Morgan Fletcher morgan at hahaha.org
Mon Feb 18 17:46:24 CET 2002

Charlie Watts <cewatts at frontier.net> writes:
>> I 'ktrace -dp pid', waited five minutes, did 'ktrace -c', then 'kdump |
>> less'.
> <snip ktrace output with qrunner busy-waiting>
> Try taking qrunner out of cron, sending a message to the list, and
> starting qrunner under ktrace. Then do the 'kdump | less' and you should
> be able to see where it changes to busy-waiting ...

That was done with no qrunner in crontab at the time. I did get more
interesting data when I launched qrunner with ktrace, but still couldn't
track it down. 

> Is it a lock issue?

After each HUP I'd check for mailman processes, wait for there to be none,
then clean out the locks

> Hrm. I've got 11k users in a list, and know of folks with 100k user lists.

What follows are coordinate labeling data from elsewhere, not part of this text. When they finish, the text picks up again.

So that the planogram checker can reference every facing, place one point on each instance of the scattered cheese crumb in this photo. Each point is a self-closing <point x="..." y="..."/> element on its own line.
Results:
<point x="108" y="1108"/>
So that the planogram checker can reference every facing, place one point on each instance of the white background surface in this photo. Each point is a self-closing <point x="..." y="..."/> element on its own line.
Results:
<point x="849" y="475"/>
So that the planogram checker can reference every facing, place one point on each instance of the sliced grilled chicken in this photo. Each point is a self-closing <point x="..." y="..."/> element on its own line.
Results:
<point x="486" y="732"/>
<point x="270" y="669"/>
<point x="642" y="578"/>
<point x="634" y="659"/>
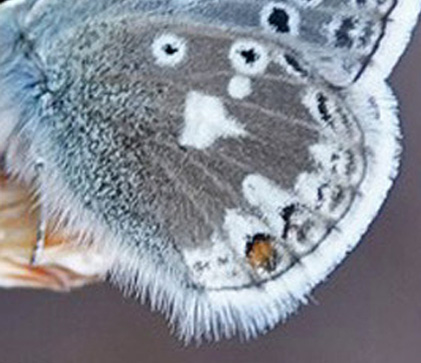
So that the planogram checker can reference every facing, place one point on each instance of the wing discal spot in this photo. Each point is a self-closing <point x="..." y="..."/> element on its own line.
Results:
<point x="261" y="253"/>
<point x="280" y="18"/>
<point x="206" y="120"/>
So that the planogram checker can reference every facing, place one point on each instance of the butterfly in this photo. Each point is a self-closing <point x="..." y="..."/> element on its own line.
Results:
<point x="222" y="156"/>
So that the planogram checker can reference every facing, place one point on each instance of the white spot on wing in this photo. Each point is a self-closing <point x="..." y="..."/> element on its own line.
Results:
<point x="239" y="87"/>
<point x="169" y="50"/>
<point x="206" y="120"/>
<point x="293" y="17"/>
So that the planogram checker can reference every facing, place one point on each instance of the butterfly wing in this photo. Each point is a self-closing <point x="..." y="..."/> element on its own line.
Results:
<point x="218" y="164"/>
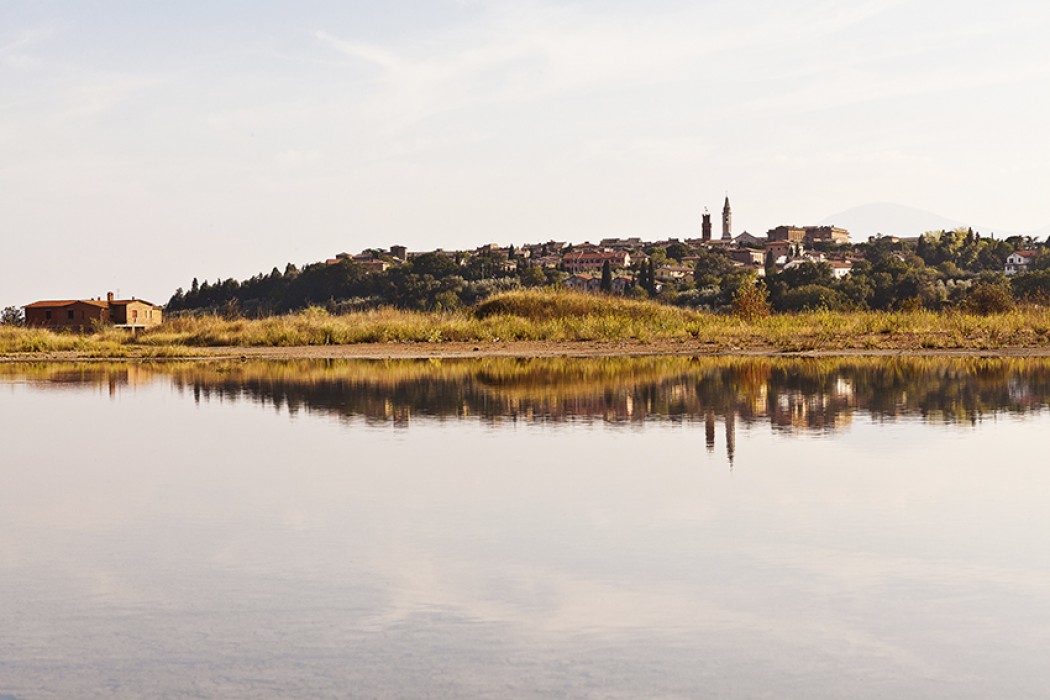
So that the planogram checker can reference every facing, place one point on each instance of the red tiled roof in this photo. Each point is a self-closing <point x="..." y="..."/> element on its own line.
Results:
<point x="65" y="302"/>
<point x="124" y="302"/>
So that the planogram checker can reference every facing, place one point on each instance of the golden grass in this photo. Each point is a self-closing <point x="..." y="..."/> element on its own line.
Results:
<point x="560" y="317"/>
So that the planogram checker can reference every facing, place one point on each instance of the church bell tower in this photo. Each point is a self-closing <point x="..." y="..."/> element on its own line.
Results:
<point x="727" y="221"/>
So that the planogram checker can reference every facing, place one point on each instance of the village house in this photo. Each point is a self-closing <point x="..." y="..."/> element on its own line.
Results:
<point x="809" y="234"/>
<point x="670" y="273"/>
<point x="86" y="314"/>
<point x="590" y="258"/>
<point x="1019" y="261"/>
<point x="748" y="255"/>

I believe I fixed the problem. I don't know the exact cause. I sent a
message via script to each of the 1800+ subscribers to the majordomo
list. I got back about 200 bounces. I removed all of those addresses from
the mailman list. I grep-ed through the qfiles directory for bounce
messsages, including one really crazy bounce caused by a majordomo list
server address being subscribed. (Majordomo was replying, quoting the
welcome message with "> ", over and over and over. I wonder if python saw
redirects in all the garbage.) I shrank the number of files in qfiles from
over 800 to around 60 human-authored posts. Ran qrunner. It succeeded. I
put the cron job back in place that runs it every minute, and it's been
humming along for about 10 hours with no problem.

This would probably be a good test case for mailman: add some percentage of
known dead addresses to a list and see what mailman does. 

Thanks for your help, it seems to be working now.